Nous avons la version de Platon sur la façon dont Socrate s'est défendu, dans les Apologia. Elle commence :
"Je ne sais pas quel effet mes accusateurs ont eu sur vous, messieurs, mais pour ma part, ils m'ont emporté ; leurs arguments étaient si convaincants. D'autre part, à peine un mot de ce qu'ils ont dit était vrai". p19
La phrase
Lorsqu'on lui a demandé de proposer sa punition, Socrate a déclaré que le gouvernement devrait lui offrir des dîners gratuits pour le reste de sa vie pour tout le bien qu'il a fait pour la société. Le tribunal a tenu un vote entre donner à Socrates une amende à payer ou le mettre à mort. Le verdict a été que Socrates devait être mis à mort.
Mort de Socrates
Socrate ne craignait pas la mort. Il n'a pas essayé d'éviter la mort en s'excusant de ses actes parce qu'il pensait qu'il était moralement juste de respecter ses principes. Socrate a reçu l'ordre de boire une tasse de ciguë (un liquide toxique provenant de la plante). Il en a bu et est mort peu après.

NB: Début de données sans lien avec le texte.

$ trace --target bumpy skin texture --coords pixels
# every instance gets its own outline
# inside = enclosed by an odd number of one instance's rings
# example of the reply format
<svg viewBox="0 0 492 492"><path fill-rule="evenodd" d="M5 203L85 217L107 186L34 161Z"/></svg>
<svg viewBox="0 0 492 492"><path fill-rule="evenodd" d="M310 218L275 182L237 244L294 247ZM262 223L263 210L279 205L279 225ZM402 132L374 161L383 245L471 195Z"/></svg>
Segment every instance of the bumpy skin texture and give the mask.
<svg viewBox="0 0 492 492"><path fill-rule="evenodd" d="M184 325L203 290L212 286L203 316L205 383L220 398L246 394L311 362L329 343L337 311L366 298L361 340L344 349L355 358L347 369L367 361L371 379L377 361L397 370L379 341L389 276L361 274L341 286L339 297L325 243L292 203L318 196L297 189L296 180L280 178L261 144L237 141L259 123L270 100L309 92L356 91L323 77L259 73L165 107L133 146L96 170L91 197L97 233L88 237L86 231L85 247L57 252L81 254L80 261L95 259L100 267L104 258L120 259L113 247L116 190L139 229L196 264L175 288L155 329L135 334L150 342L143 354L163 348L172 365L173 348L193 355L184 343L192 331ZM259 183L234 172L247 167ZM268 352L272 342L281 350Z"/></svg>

Platon sur le procès et la mort de Socrate
Il existe plusieurs dialogues de Platon qui traitent directement du procès de Socrate et de la période qui a précédé sa mort. Ils sont, dans l'ordre des événements :
- Apologia, ou Les Excuses. Il s'agit notamment de la défense de Socrate lors de son procès. Elle est considérée comme précise sur le fond, et peut-être dans les détails.
- Crito. Il s'agit du mois entre son procès et sa mort. Socrates explique notamment à son ami Criton pourquoi il ne va pas s'échapper, ou permettre à ses amis de soudoyer le geôlier.
- Phaedo. Il s'agit d'un travail ultérieur. Il est écrit comme par un témoin oculaire du dernier jour de la vie de Socrate. Dans l'ouvrage, Phèdre d'Élie rapporte à un groupe d'amis ce que Socrate a dit le dernier jour de sa vie. C'est ce qu'on appelle un "dialogue rapporté" ou un dialogue à l'intérieur d'un autre. Le Phaedo est plus long que les deux autres œuvres.